Front Oncol. 2022 May 6;12:823897. doi: 10.3389/fonc.2022.823897. eCollection 2022.
PURPOSE: To establish and evaluate non-invasive models for estimating the risk of non-sentinel lymph node (NSLN) metastasis and axillary tumor burden among breast cancer patients with 1-2 positive sentinel lymph nodes (SLNs).
MATERIALS AND METHODS: Breast cancer patients with 1-2 positive SLNs who underwent axillary lymph node dissection (ALND) and contrast-enhanced spectral mammography (CESM) examination were enrolled between 2018 and 2021. CESM-based radiomics and deep learning features of tumors were extracted. The correlation analysis, least absolute shrinkage and selection operator (LASSO), and analysis of variance (ANOVA) were used for further feature selection. Models based on the selected features and clinical risk factors were constructed with multivariate logistic regression. Finally, two radiomics nomograms were proposed for predicting NSLN metastasis and the probability of high axillary tumor burden.
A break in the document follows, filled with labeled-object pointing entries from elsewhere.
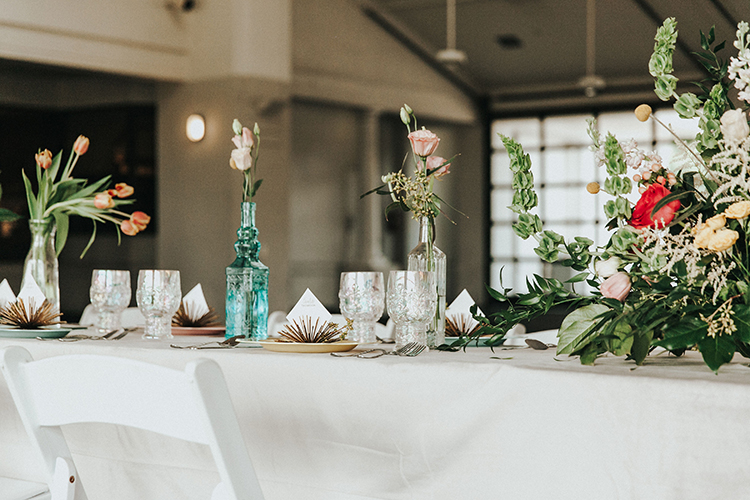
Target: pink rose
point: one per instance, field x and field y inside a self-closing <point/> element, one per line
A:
<point x="616" y="286"/>
<point x="103" y="201"/>
<point x="81" y="145"/>
<point x="241" y="159"/>
<point x="423" y="142"/>
<point x="434" y="166"/>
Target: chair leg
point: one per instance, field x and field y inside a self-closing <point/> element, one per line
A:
<point x="64" y="480"/>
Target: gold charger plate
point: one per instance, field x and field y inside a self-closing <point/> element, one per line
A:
<point x="274" y="345"/>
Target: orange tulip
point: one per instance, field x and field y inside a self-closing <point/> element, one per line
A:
<point x="103" y="201"/>
<point x="140" y="220"/>
<point x="44" y="159"/>
<point x="128" y="228"/>
<point x="81" y="145"/>
<point x="123" y="190"/>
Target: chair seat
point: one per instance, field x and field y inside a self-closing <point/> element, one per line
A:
<point x="16" y="489"/>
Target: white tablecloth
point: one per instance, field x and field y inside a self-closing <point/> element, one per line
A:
<point x="440" y="426"/>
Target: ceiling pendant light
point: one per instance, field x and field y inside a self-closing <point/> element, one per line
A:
<point x="450" y="55"/>
<point x="591" y="83"/>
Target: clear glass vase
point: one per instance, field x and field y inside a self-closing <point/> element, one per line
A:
<point x="247" y="283"/>
<point x="41" y="261"/>
<point x="427" y="257"/>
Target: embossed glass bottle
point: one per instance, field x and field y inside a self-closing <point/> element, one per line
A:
<point x="427" y="257"/>
<point x="247" y="283"/>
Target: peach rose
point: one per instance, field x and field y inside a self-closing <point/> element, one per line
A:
<point x="722" y="239"/>
<point x="103" y="201"/>
<point x="616" y="286"/>
<point x="128" y="228"/>
<point x="81" y="145"/>
<point x="44" y="159"/>
<point x="140" y="220"/>
<point x="738" y="210"/>
<point x="423" y="142"/>
<point x="123" y="190"/>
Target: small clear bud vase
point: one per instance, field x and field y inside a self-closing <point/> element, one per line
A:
<point x="427" y="257"/>
<point x="41" y="261"/>
<point x="247" y="283"/>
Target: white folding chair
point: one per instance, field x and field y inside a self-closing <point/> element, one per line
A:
<point x="192" y="405"/>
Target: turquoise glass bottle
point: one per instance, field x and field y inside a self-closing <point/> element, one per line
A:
<point x="247" y="283"/>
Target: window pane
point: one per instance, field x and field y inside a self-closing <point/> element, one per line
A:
<point x="502" y="241"/>
<point x="566" y="165"/>
<point x="625" y="126"/>
<point x="569" y="130"/>
<point x="524" y="130"/>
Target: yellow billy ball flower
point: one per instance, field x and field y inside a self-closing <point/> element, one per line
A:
<point x="592" y="187"/>
<point x="642" y="112"/>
RESULTS: A total of 182 patients [53.13 years ± 10.03 (standard deviation)] were included. For predicting the NSLN metastasis status, the radiomics nomogram built by 5 selected radiomics features and 3 clinical risk factors including the number of positive SLNs, ratio of positive SLNs, and lymphovascular invasion (LVI), achieved the area under the receiver operating characteristic curve (AUC) of 0.85 [95% confidence interval (CI): 0.71-0.99] in the testing set and 0.82 (95% CI: 0.67-0.97) in the temporal validation cohort. For predicting the high axillary tumor burden, the AUC values of the developed radiomics nomogram are 0.82 (95% CI: 0.66-0.97) in the testing set and 0.77 (95% CI: 0.62-0.93) in the temporal validation cohort.
DISCUSSION: CESM images contain useful information for predicting NSLN metastasis and axillary tumor burden of breast cancer patients. Radiomics can inspire the potential of CESM images to identify lymph node metastasis and improve predictive performance.